Struktur dan Jenis Kromosom
Struktur kromosom terdiri dari dua bagian utama, yaitu kromatid dan sentromer. Kromatid adalah setengah bagian dari kromosom yang mengandung salinan DNA. Sentromer adalah bagian yang menghubungkan dua kromatid dan tempat melekatnya serabut mikrotubulus saat pembelahan sel.
Jenis kromosom dapat dibedakan berdasarkan bentuk, ukuran, dan jumlahnya. Berdasarkan bentuknya, kromosom dapat dibagi menjadi empat jenis, yaitu:
- Kromosom metasentrik, yaitu kromosom yang memiliki sentromer di tengah sehingga kedua lengan kromatidnya sama panjang.
- Kromosom submetasentrik, yaitu kromosom yang memiliki sentromer sedikit menjauhi tengah sehingga salah satu lengan kromatidnya lebih panjang dari yang lain.
- Kromosom akrosentrik, yaitu kromosom yang memiliki sentromer sangat menjauhi tengah sehingga salah satu lengan kromatidnya sangat pendek dan hampir tidak terlihat.
- Kromosom telosentrik, yaitu kromosom yang memiliki sentromer di ujung sehingga hanya memiliki satu lengan kromatid.
Berdasarkan ukurannya, kromosom dapat dibagi menjadi tiga jenis, yaitu:
- Kromosom besar, yaitu kromosom yang memiliki panjang lebih dari 10 mikrometer.
- Kromosom sedang, yaitu kromosom yang memiliki panjang antara 5-10 mikrometer.
- Kromosom kecil, yaitu kromosom yang memiliki panjang kurang dari 5 mikrometer.
Berdasarkan jumlahnya, kromosom dapat dibagi menjadi dua jenis, yaitu:
- Kromosom haploid, yaitu kromosom yang hanya memiliki satu set kromosom.

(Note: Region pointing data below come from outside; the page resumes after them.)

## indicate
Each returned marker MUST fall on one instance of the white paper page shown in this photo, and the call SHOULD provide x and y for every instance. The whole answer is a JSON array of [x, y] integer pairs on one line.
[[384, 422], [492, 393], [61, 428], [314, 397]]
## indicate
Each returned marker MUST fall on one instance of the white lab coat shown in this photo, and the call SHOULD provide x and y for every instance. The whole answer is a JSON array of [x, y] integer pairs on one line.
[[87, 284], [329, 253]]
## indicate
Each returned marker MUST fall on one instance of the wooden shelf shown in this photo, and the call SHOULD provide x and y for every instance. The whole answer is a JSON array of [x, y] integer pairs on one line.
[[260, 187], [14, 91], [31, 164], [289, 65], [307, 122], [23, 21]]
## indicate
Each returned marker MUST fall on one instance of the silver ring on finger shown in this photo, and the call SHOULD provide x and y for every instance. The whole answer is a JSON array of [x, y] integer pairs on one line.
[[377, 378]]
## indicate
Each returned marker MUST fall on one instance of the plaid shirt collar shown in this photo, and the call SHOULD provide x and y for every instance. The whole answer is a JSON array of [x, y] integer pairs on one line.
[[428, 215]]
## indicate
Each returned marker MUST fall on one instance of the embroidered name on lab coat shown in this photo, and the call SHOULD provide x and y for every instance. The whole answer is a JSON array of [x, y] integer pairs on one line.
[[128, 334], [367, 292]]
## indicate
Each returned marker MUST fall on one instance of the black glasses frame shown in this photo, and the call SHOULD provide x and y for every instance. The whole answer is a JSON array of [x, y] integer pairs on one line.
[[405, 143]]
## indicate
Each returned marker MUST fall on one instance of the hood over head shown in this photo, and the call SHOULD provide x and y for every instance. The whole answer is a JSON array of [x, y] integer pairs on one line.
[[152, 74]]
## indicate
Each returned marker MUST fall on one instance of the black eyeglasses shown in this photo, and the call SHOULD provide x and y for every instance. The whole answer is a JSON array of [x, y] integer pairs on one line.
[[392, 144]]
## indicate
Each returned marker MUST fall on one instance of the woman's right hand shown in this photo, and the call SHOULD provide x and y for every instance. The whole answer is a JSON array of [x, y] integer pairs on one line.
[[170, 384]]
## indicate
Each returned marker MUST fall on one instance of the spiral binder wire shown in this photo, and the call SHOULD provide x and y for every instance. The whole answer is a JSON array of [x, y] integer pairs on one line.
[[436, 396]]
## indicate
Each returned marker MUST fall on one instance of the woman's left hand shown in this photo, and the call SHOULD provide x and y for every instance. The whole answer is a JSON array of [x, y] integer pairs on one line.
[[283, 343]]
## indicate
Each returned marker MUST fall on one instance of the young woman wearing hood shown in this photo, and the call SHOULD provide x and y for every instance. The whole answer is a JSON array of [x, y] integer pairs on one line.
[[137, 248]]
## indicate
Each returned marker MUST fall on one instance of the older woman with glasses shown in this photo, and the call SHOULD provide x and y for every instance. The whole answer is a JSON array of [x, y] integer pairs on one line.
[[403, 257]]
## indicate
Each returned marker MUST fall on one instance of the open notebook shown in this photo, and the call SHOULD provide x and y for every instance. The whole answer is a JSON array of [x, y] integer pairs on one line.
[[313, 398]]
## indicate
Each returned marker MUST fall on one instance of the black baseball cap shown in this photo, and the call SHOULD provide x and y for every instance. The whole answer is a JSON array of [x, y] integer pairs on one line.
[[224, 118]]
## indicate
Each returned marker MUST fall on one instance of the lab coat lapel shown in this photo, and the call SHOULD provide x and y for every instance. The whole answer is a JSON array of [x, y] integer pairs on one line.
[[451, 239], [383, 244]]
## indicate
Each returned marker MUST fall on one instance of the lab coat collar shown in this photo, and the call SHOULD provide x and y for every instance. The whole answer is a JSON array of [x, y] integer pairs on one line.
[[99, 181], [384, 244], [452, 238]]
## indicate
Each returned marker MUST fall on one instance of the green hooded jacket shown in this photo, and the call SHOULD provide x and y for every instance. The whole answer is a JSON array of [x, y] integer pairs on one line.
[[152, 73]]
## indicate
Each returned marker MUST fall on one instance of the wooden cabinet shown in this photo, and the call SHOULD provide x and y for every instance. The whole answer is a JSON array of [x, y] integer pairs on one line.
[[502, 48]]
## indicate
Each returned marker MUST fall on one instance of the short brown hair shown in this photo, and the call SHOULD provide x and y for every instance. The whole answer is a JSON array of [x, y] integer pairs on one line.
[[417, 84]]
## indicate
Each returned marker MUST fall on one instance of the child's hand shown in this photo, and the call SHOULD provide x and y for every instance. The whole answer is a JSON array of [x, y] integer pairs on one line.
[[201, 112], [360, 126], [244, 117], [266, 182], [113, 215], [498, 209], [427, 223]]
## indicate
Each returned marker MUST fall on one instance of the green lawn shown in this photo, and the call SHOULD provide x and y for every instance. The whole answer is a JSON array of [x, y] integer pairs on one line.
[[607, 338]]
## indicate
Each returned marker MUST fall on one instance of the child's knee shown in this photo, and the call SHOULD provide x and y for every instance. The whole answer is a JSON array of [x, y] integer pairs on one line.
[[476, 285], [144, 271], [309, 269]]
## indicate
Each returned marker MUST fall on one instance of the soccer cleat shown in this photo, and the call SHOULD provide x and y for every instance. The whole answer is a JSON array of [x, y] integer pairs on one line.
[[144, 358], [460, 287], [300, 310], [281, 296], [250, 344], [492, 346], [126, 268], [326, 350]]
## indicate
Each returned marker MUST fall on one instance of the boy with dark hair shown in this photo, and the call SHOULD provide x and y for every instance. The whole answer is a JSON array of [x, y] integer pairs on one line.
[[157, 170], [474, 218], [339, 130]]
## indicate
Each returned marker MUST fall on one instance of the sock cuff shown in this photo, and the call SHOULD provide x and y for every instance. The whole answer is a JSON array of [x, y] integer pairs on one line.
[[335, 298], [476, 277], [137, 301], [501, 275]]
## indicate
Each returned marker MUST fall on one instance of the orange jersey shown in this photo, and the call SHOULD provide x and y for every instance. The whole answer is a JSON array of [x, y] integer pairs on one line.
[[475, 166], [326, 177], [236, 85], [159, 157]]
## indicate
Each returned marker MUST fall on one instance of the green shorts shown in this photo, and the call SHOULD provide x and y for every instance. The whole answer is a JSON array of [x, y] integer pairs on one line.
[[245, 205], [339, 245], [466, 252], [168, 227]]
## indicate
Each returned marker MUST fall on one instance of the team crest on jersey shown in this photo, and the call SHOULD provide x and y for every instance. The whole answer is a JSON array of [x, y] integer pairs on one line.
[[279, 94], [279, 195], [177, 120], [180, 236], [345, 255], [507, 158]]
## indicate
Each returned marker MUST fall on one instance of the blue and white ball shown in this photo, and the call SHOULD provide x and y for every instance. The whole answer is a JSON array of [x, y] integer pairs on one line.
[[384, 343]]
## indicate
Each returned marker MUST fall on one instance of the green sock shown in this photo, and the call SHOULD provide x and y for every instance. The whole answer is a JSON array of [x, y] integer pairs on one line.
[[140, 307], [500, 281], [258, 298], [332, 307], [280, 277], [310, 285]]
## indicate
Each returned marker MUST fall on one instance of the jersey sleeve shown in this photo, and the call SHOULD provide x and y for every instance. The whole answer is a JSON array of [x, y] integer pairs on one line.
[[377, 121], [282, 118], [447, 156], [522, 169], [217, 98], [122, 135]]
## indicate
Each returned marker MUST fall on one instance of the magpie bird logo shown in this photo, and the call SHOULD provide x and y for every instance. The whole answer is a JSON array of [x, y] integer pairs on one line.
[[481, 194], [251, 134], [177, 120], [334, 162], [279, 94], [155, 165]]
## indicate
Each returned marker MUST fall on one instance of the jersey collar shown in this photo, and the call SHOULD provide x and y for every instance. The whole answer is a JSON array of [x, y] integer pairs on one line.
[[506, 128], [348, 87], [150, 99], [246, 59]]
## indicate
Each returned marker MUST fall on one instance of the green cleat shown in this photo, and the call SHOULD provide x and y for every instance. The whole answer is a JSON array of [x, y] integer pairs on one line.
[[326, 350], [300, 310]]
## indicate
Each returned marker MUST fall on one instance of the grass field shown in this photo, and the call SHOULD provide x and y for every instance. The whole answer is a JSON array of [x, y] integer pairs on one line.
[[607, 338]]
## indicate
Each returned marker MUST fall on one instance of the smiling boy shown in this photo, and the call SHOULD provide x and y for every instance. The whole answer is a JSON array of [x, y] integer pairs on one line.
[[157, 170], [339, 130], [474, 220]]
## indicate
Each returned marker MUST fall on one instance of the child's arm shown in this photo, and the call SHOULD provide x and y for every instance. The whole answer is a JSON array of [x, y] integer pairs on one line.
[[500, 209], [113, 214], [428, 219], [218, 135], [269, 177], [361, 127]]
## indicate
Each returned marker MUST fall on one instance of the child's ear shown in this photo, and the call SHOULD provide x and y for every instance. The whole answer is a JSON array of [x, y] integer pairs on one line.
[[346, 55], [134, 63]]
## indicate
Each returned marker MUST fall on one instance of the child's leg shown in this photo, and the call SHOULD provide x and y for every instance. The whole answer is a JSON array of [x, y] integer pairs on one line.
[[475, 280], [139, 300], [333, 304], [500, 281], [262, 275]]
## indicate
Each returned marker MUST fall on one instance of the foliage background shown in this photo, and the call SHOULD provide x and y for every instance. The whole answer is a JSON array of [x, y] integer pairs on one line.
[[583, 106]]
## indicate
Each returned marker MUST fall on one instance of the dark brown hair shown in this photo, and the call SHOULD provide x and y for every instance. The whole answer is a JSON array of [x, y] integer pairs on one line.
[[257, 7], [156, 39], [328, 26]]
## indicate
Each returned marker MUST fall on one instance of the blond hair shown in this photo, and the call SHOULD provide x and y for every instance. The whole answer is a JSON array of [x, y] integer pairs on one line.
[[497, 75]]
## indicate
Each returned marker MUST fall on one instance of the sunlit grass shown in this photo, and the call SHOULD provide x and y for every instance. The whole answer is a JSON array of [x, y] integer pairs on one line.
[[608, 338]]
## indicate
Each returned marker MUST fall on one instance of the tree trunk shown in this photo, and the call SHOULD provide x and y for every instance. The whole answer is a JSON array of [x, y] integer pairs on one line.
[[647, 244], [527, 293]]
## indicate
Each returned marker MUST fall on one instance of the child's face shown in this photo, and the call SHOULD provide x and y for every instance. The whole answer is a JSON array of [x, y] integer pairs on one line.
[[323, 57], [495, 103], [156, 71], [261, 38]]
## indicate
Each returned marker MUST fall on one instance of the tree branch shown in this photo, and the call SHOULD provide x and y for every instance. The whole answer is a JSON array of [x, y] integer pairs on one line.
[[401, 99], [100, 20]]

Contoh: sel kelamin (gamet) pada manusia memiliki 23 buah kromosom haploid.
- Kromosom diploid, yaitu kromosom yang memiliki dua set kromosom. Contoh: sel tubuh (somatik) pada manusia memiliki 46 buah kromosom diploid.

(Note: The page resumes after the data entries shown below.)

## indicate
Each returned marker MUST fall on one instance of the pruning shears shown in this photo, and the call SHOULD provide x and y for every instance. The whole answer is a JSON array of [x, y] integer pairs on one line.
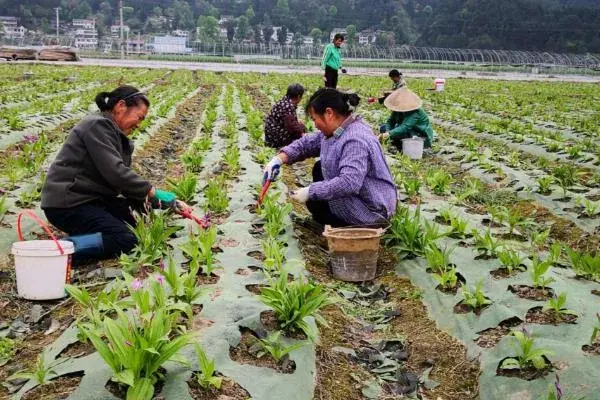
[[203, 222]]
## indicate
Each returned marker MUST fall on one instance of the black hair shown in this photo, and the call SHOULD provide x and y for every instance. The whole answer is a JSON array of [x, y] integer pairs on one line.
[[106, 101], [340, 102], [295, 90]]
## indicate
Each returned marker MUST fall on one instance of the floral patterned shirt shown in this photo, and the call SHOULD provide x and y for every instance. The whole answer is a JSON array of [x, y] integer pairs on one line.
[[281, 124]]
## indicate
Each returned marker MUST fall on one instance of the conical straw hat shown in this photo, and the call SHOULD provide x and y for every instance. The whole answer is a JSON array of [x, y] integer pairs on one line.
[[403, 100]]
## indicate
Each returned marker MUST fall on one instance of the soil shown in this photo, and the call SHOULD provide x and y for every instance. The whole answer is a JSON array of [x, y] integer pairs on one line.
[[336, 375], [531, 293], [593, 348], [242, 355], [462, 308], [528, 374], [77, 350], [59, 388], [537, 315], [502, 273], [230, 390], [489, 338]]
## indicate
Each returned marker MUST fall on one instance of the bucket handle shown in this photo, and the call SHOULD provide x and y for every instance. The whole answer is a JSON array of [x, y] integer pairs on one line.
[[41, 223]]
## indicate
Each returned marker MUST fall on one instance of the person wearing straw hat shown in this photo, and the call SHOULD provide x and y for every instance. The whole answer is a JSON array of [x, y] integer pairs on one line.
[[408, 119]]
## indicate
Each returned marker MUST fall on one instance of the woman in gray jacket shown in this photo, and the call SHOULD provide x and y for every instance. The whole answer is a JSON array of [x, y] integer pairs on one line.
[[91, 188]]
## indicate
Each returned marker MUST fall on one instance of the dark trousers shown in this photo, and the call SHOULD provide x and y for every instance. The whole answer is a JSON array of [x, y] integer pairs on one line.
[[331, 77], [319, 208], [109, 217]]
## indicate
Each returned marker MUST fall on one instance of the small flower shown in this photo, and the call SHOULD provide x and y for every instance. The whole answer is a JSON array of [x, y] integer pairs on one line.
[[559, 392], [137, 284]]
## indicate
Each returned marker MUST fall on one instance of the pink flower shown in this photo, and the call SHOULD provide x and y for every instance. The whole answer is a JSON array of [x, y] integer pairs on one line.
[[137, 284]]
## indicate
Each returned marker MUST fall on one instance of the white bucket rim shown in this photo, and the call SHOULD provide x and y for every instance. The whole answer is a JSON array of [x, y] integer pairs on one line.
[[41, 248]]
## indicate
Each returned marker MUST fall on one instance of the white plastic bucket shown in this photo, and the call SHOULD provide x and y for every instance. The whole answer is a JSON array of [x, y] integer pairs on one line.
[[413, 147], [42, 270], [439, 84]]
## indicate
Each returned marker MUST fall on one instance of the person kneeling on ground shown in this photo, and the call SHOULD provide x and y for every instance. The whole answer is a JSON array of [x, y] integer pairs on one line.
[[352, 183], [397, 83], [91, 188], [281, 125], [407, 120]]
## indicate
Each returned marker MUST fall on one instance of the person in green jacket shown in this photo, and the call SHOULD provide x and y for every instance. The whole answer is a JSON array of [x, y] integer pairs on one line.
[[332, 61], [408, 118]]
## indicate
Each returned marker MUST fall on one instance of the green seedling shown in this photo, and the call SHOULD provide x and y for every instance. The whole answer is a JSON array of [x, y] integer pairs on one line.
[[528, 354], [439, 181], [447, 278], [216, 198], [487, 245], [475, 299], [544, 185], [273, 346], [538, 272], [294, 301], [438, 259], [586, 265], [557, 307], [184, 187], [596, 329], [206, 374], [511, 260]]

Fungsi dan Peranan Kromosom
Fungsi utama kromosom adalah menyimpan dan menyalurkan informasi genetik dari satu generasi ke generasi berikutnya. Informasi genetik tersebut terkandung dalam bentuk gen yang merupakan satuan pewarisan sifat. Gen-gen pada kromosom menentukan ciri-ciri fisik dan fisiologis makhluk hidup, seperti warna mata, rambut, kulit, tinggi badan, jenis kelamin, golongan darah, dan sebagainya.
Peranan kromosom dalam proses pembelahan sel adalah memastikan bahwa setiap sel anak mendapatkan jumlah dan jenis kromosom yang sama dengan sel induk. Pembelahan sel dapat berlangsung secara mitosis atau meiosis. Mitosis adalah pembelahan sel yang menghasilkan dua sel anak yang identik dengan sel induk. Meiosis adalah pembelahan sel yang menghasilkan empat sel anak yang berbeda dengan sel induk dan memiliki jumlah kromosom setengahnya.

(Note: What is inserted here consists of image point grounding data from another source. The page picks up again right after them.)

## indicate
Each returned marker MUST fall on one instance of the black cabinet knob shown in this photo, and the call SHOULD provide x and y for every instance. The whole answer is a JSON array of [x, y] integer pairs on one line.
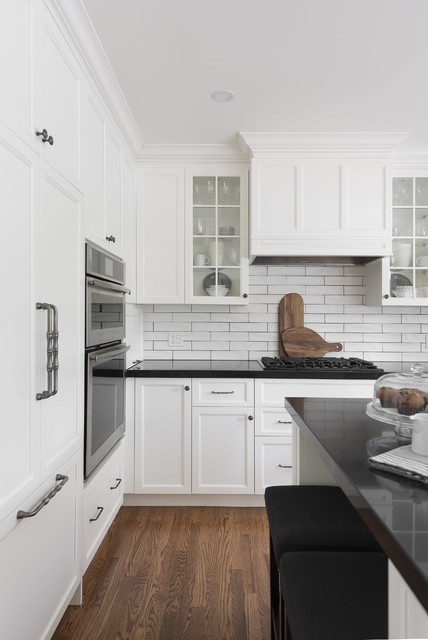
[[45, 136]]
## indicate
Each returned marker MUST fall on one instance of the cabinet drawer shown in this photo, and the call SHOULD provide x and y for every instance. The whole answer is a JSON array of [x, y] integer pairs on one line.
[[40, 558], [270, 392], [273, 462], [235, 392], [273, 421], [103, 496]]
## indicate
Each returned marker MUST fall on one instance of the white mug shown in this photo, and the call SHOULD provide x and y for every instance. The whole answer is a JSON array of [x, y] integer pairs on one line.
[[200, 260], [422, 261], [402, 255]]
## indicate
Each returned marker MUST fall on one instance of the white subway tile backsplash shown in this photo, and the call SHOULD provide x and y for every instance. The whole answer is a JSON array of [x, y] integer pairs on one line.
[[333, 296]]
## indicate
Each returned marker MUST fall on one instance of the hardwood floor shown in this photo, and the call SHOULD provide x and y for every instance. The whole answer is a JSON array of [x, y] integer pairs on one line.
[[177, 573]]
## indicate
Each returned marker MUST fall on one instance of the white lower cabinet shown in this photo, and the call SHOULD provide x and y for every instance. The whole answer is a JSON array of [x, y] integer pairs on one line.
[[273, 462], [162, 435], [40, 557], [222, 450], [102, 497]]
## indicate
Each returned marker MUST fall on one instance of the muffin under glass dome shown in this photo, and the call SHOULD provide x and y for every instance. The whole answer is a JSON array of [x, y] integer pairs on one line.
[[397, 396]]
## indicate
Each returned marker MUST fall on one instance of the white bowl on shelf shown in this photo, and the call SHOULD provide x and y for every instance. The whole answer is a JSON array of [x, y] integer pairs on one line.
[[218, 290]]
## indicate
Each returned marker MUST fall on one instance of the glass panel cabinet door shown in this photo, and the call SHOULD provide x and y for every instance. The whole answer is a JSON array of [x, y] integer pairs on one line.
[[409, 262], [218, 238]]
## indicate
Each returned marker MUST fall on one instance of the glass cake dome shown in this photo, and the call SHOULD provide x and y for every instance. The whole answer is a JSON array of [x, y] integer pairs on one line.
[[397, 396]]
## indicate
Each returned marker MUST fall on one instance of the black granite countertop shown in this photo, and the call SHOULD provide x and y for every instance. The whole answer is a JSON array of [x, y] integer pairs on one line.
[[196, 369], [394, 508], [221, 369]]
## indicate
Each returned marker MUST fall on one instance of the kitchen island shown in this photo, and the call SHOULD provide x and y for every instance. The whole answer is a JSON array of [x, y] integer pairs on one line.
[[334, 437]]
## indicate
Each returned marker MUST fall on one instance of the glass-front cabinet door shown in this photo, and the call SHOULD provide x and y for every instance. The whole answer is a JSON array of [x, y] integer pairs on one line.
[[409, 261], [217, 253]]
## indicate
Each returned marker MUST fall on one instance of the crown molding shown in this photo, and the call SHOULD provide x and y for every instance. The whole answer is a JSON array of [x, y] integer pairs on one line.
[[98, 68], [410, 155], [319, 142], [192, 153]]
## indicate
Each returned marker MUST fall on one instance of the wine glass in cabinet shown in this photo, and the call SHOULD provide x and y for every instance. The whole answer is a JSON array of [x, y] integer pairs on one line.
[[408, 281]]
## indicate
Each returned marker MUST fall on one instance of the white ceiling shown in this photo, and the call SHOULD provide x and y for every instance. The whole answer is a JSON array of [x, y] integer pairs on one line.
[[293, 65]]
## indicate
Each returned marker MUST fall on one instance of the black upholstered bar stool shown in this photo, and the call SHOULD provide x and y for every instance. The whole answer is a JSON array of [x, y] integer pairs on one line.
[[310, 518], [335, 595]]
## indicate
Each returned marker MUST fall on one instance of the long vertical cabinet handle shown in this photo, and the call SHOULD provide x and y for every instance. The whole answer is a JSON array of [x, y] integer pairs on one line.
[[52, 364]]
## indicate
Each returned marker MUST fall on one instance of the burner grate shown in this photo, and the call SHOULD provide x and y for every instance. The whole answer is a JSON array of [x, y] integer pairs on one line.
[[320, 366]]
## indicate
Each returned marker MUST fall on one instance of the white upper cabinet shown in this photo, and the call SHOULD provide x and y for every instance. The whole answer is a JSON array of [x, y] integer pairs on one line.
[[402, 277], [192, 235], [59, 281], [325, 196], [129, 225], [19, 436], [94, 172], [16, 21], [57, 91], [216, 235], [108, 178], [113, 192], [160, 235]]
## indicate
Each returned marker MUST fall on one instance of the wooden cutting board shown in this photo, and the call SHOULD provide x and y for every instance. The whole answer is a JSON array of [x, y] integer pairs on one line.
[[290, 314], [301, 342]]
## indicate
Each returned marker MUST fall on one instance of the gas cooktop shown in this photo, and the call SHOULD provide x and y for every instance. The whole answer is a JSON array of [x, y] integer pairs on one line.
[[324, 367]]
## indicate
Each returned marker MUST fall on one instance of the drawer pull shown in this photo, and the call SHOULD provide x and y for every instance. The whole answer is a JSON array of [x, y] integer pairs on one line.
[[61, 480], [100, 510], [222, 392]]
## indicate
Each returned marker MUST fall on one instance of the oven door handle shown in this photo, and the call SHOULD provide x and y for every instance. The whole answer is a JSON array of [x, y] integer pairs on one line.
[[52, 363], [107, 354], [107, 286]]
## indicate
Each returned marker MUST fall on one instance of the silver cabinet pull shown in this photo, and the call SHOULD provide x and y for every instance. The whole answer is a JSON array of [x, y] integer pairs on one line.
[[100, 510], [60, 480], [222, 392], [52, 364]]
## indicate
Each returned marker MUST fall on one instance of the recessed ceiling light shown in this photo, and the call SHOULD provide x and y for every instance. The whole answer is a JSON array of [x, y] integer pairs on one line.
[[222, 96]]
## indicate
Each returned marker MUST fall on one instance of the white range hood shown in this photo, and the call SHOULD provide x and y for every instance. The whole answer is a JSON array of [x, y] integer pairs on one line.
[[320, 197]]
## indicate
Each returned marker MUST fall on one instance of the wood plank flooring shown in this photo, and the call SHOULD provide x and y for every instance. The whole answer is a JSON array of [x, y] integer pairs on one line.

Peranan kromosom dalam variasi genetik adalah menciptakan keragaman sifat-sifat makhluk hidup melalui beberapa mekanisme, seperti:
- Rekombinasi genetik, yaitu pertukaran materi genetik antara dua kromatid non-sester (berasal dari induk yang berbeda) saat meiosis I. Hal ini menghasilkan kombinasi gen baru pada setiap sel anak.
- Mutasi kromosom, yaitu perubahan struktur atau jumlah kromosom akibat kesalahan saat replikasi DNA atau pembelahan sel. Hal ini dapat menyebabkan penyakit genetik, seperti sindrom Down, sindrom Turner, sindrom Klinefelter, dan sebagainya.
- Poliploidi, yaitu keadaan di mana sel memiliki lebih dari dua set kromosom. Hal ini umum terjadi pada tumbuhan dan dapat meningkatkan ukuran dan produktivitasnya.